Harlan Laboratories
- Company type: Private
- Industry: Biotechnology
- Founded: 1931
- Headquarters: Indianapolis, Indiana, United States
- Products: Research Models, Teklad Lab Animal Diets, Bedding and Enrichment Products, Surgical Services, Genetic Testing Services, Research Model Support Services, Biological Products and Antibody Production Services, Flexible Film Isolators, Transportation Services
- Services: Discovery services, Toxicology services, Genetic Toxicology services, Ecotoxicology services, Drug Metabolism and Pharmacokinetics, Regulatory Affairs, Consulting, Program Management, Analytical Chemistry, Chemical and Agrochemical Registration, Environmental Fate and Modeling, In Vitro Alternative Testing
- Website: Not online anymore

= Harlan (company) =

Laboratory supplier

Harlan Sprague Dawley Inc. was a supplier of animals and other services to laboratories for the purpose of animal testing. It provided pre-clinical research tools and services for the pharmaceutical, biotechnology, agrochemicals, industrial chemical, and food industries.

Harlan offered products and services for the discovery and safety of new medicines and compounds, including research models and services, health monitoring reports, genetic monitoring reports, Teklad lab animal diets, bedding and enrichment products, surgical services, genetic testing services, research model support services, biological products and antibody production services, flexible film isolators, transportation services, and stock and strain elimination. It also provided contract research services, which comprised toxicology, environmental science, and regulatory services.

In 2013, Harlan expanded the availability of its contract breeding services from the United Kingdom and Southern Europe into Northern Europe through a partnership with BioXpert, an animal science and services company.
In 2015 Harlan became part of Envigo.

==Harlan UK==
Harlan UK Ltd. is the British arm of Harlan Sprague Dawley Inc. It has an annual turnover of £6.6 million, according to the British Union for the Abolition of Vivisection (BUAV). The company supplies marmosets, beagles, cats, rabbits, guinea pigs, rats, mice, gerbils, and hamsters, as well as hybrid, mutant, and transgenic animals. Its brochure says it supplies more stocks and strains of lab animals than any other commercial supplier in the world. BUAV writes that the company breeds around 450 baby marmoset monkeys a year, selling them to laboratories around Europe for £1,000 each.

== Animal welfare ==
Harlan Laboratories says it is "dedicated to the humane care and use of research animals". The IACUC and the company's veterinary staff manage policies and procedures to ensure that all animal use is performed in accordance with government and industry standards.

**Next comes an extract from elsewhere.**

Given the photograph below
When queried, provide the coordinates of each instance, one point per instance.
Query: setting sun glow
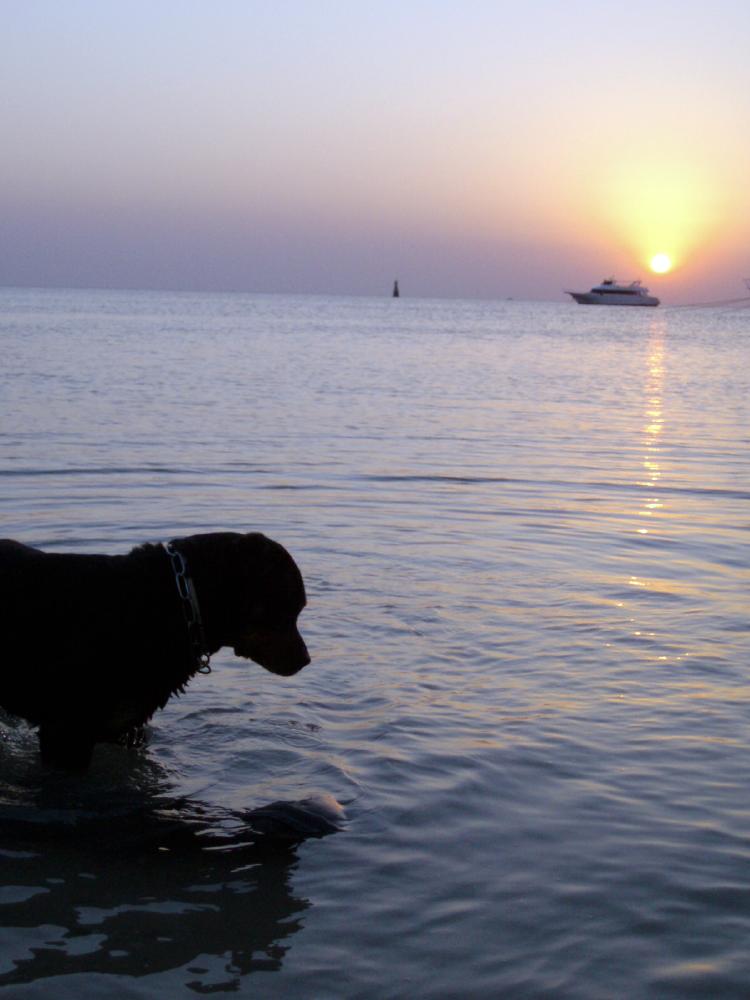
(661, 263)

In the UK, The Sunday Times reported that beagles kept on a large farm were permitted only 20 minutes out of their cages per week because the company, "is exempt from the main animal welfare legislation which requires dogs to have daily exercise", and instead "adheres to a code of practice enforced by the Home Office". An ex-employee of Harlan told the Times that he was shown how to separate fighting dogs by "kicking and punching them". The company said they investigated the charge and found that "there were some inconsistencies between sites in the way the dogs were being separated during fighting".

Harlan has been a target of animal rights activists, and the group Animal Liberation Front has raided Harlan Interfauna removing animals and documents. For one raid in 1990, during which 82 beagles and 26 rabbits were taken, John Curtin and Danny Attwood were convicted and sentenced to nine months and 18 months in prison respectively.

In 2006, over 1,000 animals, including 25 macaque monkeys were removed from Harlan in Correzzana, Italy, with computers and equipment smashed, by the Animal Liberation Front in Italy.